Agbakoba routes for development law policy as panacea for Nigerian economic transformation
Nigeria is in a parlous state. GDP is a miserly 1.9%, population exploding past 200 million; debt overhang may strangulate the country. So to turn this around, it is commendable that the Federal Government has empanelled an Economic Advisory Council of proven experts. My recommendation is that the Federal Government should adopt the Keynesian expansionary fiscal policy in order to achieve and sustain double-digit growth of at least 10% over 10 years to pull at least 200 million Nigerians out of poverty. But the magic wand that can achieve this feat is the concept of development law, a public policy tool that intersects law and economic development.
Development law scholars agree that there is a strong linkage between law, regulatory institutions, governance, economic development and national welfare. It is argued that the Nigerian legal and judicial framework is hopelessly outdated and needs an urgent review to meet current challenges. Yet governments generally fail to notice the links between legal policy, economic development, governance, institutions etc. The late Prof. Mansur was the leading scholar on this linkage.
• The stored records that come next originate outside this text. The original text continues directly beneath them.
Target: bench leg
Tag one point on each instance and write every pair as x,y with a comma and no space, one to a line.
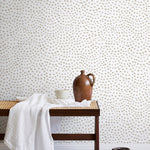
96,132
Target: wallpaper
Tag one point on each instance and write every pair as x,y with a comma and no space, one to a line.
45,44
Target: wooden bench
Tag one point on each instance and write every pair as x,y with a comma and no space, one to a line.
93,110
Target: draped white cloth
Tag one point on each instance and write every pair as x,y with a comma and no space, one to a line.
29,126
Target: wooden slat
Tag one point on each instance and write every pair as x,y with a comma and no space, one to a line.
93,110
73,136
74,112
67,136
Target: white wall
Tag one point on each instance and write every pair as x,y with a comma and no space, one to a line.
45,44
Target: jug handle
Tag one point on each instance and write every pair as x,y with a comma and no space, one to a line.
90,74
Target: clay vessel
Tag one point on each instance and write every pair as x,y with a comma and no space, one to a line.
82,86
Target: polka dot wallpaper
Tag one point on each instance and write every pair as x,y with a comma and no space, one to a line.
44,44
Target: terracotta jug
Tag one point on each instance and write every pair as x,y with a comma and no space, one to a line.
82,86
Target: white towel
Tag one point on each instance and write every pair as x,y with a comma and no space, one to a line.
28,126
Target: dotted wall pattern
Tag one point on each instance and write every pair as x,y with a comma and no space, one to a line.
44,44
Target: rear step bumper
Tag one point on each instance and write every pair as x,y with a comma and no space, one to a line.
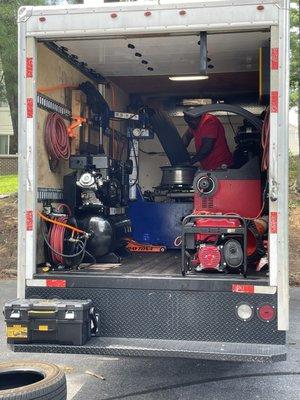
166,348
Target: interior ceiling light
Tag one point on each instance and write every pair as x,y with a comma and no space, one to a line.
185,78
196,102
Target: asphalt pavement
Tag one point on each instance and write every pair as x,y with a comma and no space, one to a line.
111,378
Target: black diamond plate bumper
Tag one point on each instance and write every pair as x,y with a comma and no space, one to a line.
168,348
169,317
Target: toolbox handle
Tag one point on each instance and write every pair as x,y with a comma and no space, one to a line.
37,313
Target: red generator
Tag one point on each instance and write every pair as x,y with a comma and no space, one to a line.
217,236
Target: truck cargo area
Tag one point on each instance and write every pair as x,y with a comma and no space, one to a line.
153,175
135,79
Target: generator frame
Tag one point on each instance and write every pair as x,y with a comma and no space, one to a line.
49,23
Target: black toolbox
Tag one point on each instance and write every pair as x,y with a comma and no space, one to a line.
50,321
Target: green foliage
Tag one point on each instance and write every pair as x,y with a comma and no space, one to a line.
9,57
295,53
8,184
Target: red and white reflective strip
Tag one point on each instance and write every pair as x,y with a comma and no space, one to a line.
29,220
273,222
62,283
274,58
253,289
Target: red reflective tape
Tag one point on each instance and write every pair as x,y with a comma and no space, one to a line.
274,58
273,222
29,67
56,283
274,102
237,288
29,220
29,107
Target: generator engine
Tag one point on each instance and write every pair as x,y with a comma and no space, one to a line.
221,235
97,194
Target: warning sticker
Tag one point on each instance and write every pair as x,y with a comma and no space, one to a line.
17,331
43,328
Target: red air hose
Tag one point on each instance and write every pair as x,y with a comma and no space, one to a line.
265,141
57,235
56,138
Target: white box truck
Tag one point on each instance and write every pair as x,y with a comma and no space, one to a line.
178,261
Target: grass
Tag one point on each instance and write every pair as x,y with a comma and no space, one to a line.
8,184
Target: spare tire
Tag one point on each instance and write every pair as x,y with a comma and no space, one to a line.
26,380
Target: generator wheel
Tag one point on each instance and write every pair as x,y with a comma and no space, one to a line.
26,380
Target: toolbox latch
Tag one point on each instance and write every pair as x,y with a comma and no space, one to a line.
70,314
15,314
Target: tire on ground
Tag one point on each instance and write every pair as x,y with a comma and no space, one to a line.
26,380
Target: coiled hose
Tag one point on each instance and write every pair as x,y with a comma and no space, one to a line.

A sound nation depends on vital legal institutional, regulatory and governance frameworks.
The links unfortunately between legal institutions, political economy and development have often, and in our case, been completely overlooked or missed, hence under-development. It is important therefore that policymakers must, “consider that although macro policies are unquestionably important, there is a growing consensus that the quality of business regulations and the legal institutions that enforce it are a major determinant of development”.
If development law is applied as a public policy tool in the following areas, for example, Financial Services Sector, National trade policy, Maritime, Aviation and Space, Legal and Justice Sector, Land Administration, Corruption, Social Security Administration etc. It will transform the economy, create millions of jobs and pull 200 million Nigerians out of poverty.
The Federal Government should organize new streams of revenue around a transformed financial services sector, a new lean and empowered CBN with strong rules restricting banking to lending and not trading, a new trade policy and legislation on trade remedies which will make Nigeria a centre of production and not dumping, full enhancement of maritime and aviation resources by strengthening Cabotage legislations and a new Fly Nigeria Act.
A new but controversial approach on the strategy on corruption is to introduce Immunity from Criminal Prosecution Act. This is likely to get many takers with billions of dollars flowing back into Nigeria by repentant corrupt people!!! A new property law regime can reverse trillions of trapped value in our National housing Stock simply by efficient titling of property and with this, an instant credit market will be created. Development law policy will completely transform legal and judicial failure and bring efficiency to business transactions.
I confidently predict that development law policy will transform the Nigerian economy. We will see sustained revenue inflows, double-digit growth, massive job creation and quantitative easing.